There was another strange occasion where I got to an apartment complex and ran into this weird-looking man who kept staring at me. He would give me a jumpscare in the apartment’s dimly lit corridor just before the elevator. I would enter the elevator fully alert and ready to defend myself with force if necessary, when he started talking to me. It was Eid day, and during our short conversation, I would learn that he was from Kenya, and I had been to his homeland more recently than he had. He would walk out of the elevator, leaving behind an ominous message: “Be careful out there.”
Apart from delivering food, I have also found a community with a group of cyclists training for a fundraising event. I had gone out to train some Saturday morning when I saw this army of lycra-wearing folks. I asked if I could train with them, and they were happy to have me.

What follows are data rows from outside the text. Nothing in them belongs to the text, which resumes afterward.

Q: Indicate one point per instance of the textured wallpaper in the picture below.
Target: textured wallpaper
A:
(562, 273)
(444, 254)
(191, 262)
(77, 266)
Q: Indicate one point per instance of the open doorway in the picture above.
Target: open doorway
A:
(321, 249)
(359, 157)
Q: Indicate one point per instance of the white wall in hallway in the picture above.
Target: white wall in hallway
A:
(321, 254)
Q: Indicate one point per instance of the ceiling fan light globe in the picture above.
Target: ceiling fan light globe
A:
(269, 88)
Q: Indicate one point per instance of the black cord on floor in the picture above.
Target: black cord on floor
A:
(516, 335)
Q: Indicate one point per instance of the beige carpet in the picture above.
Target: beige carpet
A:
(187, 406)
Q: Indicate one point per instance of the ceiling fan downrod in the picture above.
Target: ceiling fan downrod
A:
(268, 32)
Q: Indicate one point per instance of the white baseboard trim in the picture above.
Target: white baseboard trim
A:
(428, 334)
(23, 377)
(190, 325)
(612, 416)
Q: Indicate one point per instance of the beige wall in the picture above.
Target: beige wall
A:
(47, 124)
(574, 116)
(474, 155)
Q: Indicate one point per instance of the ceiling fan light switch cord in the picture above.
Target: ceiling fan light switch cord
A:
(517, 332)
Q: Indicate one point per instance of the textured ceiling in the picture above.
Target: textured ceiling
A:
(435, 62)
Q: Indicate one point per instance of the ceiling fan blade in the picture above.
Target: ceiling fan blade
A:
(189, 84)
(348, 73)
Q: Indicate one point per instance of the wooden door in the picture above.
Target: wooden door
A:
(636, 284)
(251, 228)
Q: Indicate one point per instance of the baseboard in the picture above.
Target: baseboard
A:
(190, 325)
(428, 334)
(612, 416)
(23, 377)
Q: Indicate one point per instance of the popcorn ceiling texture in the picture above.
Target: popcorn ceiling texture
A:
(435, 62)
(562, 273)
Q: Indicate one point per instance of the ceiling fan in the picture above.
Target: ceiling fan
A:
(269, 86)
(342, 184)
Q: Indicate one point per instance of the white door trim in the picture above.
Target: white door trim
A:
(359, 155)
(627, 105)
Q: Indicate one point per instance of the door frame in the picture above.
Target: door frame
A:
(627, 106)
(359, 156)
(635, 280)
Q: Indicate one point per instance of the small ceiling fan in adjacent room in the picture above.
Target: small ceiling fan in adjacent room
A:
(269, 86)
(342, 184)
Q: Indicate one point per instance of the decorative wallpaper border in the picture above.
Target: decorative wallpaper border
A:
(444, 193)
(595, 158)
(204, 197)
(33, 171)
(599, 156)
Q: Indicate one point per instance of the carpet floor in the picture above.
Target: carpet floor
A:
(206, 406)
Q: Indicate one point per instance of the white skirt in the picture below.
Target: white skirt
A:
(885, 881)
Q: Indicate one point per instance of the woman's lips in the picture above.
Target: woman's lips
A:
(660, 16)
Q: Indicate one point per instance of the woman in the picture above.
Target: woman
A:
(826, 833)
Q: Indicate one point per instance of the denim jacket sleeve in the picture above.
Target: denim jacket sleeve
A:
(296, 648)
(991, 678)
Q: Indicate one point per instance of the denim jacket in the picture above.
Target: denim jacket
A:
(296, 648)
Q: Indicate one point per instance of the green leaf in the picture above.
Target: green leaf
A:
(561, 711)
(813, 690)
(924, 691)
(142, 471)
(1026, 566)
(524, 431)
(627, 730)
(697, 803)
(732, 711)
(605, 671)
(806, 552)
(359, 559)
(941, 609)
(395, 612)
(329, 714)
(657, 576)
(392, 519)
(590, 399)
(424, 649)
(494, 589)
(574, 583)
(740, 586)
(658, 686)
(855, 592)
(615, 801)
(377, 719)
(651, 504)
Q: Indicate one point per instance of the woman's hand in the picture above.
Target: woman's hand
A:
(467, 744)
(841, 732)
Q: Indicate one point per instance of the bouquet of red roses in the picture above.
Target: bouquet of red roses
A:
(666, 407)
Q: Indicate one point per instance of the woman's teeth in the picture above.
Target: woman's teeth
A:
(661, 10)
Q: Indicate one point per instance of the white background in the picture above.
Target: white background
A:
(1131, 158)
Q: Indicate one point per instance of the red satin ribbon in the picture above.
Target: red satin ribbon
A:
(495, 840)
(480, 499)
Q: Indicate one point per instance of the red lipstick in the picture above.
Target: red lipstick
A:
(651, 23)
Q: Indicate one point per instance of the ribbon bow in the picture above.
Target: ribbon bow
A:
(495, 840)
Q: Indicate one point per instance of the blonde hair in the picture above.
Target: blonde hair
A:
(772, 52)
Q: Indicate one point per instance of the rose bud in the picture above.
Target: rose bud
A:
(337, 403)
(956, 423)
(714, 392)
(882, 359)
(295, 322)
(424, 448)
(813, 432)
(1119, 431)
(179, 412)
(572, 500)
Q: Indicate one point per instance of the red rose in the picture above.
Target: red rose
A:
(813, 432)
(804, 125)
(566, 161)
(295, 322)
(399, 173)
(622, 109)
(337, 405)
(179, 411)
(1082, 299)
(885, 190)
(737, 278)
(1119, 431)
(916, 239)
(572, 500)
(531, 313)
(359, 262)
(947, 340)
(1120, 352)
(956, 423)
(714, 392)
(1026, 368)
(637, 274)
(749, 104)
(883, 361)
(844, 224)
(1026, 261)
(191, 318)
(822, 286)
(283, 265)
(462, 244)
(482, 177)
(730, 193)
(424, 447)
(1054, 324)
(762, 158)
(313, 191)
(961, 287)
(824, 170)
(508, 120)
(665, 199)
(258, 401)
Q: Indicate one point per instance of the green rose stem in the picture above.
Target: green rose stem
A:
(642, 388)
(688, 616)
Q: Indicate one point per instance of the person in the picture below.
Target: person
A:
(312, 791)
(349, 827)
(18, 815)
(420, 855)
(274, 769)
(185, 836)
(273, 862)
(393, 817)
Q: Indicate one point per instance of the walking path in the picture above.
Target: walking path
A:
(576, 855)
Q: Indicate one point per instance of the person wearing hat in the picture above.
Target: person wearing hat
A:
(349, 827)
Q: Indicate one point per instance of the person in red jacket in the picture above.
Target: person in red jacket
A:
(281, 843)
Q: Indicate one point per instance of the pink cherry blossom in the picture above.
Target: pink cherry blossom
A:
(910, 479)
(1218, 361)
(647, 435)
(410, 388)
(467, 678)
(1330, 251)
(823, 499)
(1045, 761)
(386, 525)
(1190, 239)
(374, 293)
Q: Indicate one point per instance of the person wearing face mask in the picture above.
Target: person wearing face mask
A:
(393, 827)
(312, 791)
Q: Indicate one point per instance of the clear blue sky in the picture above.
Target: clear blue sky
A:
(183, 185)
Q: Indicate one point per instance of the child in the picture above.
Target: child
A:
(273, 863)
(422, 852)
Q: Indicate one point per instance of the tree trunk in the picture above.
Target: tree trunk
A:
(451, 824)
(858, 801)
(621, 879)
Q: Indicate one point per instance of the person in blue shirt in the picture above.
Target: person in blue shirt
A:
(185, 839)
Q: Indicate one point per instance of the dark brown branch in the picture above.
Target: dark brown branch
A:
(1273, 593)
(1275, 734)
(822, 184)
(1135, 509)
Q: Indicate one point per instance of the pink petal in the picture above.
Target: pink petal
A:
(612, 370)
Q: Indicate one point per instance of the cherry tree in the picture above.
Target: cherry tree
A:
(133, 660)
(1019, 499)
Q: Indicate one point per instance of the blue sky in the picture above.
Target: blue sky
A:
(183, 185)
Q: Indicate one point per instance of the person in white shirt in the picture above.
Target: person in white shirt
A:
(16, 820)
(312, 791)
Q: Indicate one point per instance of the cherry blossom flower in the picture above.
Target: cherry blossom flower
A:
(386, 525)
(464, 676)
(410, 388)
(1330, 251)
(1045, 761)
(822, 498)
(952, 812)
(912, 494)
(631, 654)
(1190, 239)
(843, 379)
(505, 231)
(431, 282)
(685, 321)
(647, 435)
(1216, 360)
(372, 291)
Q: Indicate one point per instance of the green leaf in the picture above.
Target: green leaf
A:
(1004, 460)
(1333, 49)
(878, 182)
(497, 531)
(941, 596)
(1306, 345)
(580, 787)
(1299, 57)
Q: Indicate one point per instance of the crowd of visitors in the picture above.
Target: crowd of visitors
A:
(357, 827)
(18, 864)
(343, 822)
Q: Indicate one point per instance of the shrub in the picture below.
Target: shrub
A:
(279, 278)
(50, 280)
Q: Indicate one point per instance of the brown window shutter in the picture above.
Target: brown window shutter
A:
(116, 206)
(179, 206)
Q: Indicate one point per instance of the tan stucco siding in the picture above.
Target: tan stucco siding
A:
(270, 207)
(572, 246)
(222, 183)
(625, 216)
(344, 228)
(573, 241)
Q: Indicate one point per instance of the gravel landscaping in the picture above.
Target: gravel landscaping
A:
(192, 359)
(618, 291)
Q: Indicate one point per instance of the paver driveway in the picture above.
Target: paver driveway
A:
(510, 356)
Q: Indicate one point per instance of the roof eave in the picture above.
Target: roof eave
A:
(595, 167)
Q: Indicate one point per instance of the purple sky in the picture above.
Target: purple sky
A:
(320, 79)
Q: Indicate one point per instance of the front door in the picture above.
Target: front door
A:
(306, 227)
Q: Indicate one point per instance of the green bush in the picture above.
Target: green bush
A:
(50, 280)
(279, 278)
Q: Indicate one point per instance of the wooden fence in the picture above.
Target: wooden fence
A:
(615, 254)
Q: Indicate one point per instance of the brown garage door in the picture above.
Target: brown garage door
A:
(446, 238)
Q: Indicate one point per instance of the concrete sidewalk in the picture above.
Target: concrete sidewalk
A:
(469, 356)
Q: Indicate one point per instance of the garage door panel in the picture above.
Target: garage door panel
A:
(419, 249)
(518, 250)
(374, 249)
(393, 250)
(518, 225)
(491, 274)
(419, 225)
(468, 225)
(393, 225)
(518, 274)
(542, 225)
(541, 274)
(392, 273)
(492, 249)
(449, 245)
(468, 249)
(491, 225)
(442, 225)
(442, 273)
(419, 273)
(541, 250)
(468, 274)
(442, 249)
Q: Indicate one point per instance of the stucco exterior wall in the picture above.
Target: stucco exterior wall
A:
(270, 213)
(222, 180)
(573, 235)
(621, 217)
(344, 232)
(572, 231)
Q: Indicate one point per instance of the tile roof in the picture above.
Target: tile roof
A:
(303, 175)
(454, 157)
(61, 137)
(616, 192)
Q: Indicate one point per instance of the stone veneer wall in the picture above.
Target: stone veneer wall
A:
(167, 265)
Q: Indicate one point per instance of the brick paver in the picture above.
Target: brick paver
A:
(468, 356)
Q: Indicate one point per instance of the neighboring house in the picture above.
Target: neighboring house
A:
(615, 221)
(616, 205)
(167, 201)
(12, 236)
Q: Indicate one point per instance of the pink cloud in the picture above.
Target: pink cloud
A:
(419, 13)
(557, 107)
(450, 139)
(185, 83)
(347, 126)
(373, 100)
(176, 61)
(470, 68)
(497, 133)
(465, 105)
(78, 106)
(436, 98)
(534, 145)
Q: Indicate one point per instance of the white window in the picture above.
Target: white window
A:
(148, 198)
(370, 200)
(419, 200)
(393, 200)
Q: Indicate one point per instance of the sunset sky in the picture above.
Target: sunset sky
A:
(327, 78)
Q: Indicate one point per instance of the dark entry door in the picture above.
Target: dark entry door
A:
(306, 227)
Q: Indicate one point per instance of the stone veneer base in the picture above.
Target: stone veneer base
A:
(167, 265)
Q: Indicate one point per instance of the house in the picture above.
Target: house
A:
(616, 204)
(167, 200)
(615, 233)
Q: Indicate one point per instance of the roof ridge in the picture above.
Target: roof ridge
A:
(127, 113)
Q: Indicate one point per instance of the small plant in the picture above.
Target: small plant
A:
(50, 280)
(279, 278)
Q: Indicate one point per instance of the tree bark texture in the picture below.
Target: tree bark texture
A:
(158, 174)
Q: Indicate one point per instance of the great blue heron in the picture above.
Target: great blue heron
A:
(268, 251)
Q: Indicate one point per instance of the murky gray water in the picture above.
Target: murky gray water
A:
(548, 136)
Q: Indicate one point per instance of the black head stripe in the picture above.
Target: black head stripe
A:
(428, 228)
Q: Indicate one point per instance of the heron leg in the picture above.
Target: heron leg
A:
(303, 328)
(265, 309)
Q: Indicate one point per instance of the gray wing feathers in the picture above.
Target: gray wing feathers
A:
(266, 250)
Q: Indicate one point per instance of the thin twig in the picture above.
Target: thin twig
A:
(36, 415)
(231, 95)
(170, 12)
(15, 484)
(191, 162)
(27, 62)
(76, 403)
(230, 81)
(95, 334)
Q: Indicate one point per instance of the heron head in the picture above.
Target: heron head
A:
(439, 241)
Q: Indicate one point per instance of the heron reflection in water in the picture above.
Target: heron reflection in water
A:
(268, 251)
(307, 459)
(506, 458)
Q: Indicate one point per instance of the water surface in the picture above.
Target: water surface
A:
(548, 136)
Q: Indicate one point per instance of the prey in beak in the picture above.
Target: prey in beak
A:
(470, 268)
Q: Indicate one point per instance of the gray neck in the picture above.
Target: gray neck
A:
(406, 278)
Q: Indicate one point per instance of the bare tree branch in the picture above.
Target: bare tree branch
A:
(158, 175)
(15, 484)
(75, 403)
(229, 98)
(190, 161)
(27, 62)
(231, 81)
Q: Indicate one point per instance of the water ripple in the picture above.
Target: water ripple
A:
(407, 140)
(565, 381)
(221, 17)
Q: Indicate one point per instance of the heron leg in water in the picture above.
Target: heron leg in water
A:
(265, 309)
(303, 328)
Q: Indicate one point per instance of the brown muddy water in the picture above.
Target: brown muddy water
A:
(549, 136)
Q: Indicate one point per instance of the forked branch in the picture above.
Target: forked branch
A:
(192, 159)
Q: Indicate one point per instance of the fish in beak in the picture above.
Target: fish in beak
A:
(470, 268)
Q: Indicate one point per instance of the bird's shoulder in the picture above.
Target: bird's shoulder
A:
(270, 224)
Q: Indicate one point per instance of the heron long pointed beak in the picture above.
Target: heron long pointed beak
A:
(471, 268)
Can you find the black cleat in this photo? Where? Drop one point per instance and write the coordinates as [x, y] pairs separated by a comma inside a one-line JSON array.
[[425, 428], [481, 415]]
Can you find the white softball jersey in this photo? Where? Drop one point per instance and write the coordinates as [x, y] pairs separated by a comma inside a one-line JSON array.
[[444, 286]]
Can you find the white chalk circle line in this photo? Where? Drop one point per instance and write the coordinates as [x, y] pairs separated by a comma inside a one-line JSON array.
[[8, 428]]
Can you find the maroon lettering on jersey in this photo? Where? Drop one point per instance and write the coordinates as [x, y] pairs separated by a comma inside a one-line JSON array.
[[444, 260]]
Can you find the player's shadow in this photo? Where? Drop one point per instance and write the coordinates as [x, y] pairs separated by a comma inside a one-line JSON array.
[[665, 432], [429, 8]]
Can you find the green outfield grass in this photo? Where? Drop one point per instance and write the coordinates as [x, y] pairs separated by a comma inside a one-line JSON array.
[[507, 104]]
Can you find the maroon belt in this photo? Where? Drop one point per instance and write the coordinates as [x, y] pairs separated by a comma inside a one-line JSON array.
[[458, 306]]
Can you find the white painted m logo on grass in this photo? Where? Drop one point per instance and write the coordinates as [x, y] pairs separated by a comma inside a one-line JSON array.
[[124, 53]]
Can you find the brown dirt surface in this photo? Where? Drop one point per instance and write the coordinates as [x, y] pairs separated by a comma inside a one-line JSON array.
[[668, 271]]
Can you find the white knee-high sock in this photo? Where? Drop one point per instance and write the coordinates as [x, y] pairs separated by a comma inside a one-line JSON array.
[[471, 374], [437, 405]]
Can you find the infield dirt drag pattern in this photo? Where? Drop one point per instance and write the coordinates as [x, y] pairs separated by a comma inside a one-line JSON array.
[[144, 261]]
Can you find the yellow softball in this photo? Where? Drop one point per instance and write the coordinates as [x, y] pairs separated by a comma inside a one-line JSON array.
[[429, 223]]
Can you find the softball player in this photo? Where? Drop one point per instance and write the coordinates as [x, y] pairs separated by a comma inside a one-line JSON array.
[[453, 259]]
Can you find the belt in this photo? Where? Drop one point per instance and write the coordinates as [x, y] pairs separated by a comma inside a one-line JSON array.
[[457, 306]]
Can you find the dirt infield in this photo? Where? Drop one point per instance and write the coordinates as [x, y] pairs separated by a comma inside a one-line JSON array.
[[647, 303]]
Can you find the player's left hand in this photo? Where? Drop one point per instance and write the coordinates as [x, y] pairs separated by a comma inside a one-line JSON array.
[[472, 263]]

This group has taught me a lot about caring for other people, and caring for myself. There is an older man, let’s call him SY, who helps to train others. SY is at least 60 years old, charming, helpful, and dedicated. The summary of what I have learned from SY is that being the strongest should always condition you for kindness. Despite being the best climber — climbing is such a difficult thing in cycling that not all pro cyclists are great climbers — SY makes an effort to train others, wait up when he can, and push people to be better, stronger and healthier.
From August 3-8, 2025, I will be spending five days on the road with this group to cycle 600 km from Toronto to Montreal, to raise money for people with HIV/AIDS. As a first-year rider, I am trying to raise CAD1,950 to participate in the event. People from around the world have been kind enough to help me raise CAD1,076.56 as of writing this. I still have about CAD900 to go, and if you’d like to support me, you can do so here. All proceeds go to getting food, clothing, shelter, healthcare, and other support for people with HIV/AIDS. None of the money comes to me.
Friends for Life Bike Rally
This rally is my way of showing up. For others. For community. And for the version of myself that believes in pushing forward, one pedal at a time.
III
My friends and I went to a very rich neighbourhood for a yard sale. We got to a house with a shit load of books on women’s rights, socialism, workers’ rights, and some very rare English works. Saw some early edition T.S. Elliot. We asked folks around how much the books were. They said they weren’t sure, but they thought they were free. We decided to wait until we saw the owner and asked them ourselves. Barely two minutes after waiting, a lanky old man came from the backyard, eyes sunken, hair greyed with bald patches, holding gardening tools. He told us the books were free to take. It was a pretty conservative and Jewish neighbourhood, so it was unusual for someone to have that many liberal materials just out on the porch. Some of the books we saw were anti-zionist, pro-peaceful Middle East. We asked the man about his interests, how he came to have such books and why he was giving them away.
Old man invited us into his home.
We had a rich conversation about anti-semitism, his family, zionism, Palestine, the state of the world, his life, etc.
In his home, we saw an even larger collection of books and classical music. Old man is a musician in a long lineage of musicians. He had these classical collections at home that he was trying to give away. Some, he said, had been in his family for more than 50 years. He gave me a Mozart that his (deceased) wife inherited from her father. He let me have a tennis racket that his wife got when she started learning to play as a teen.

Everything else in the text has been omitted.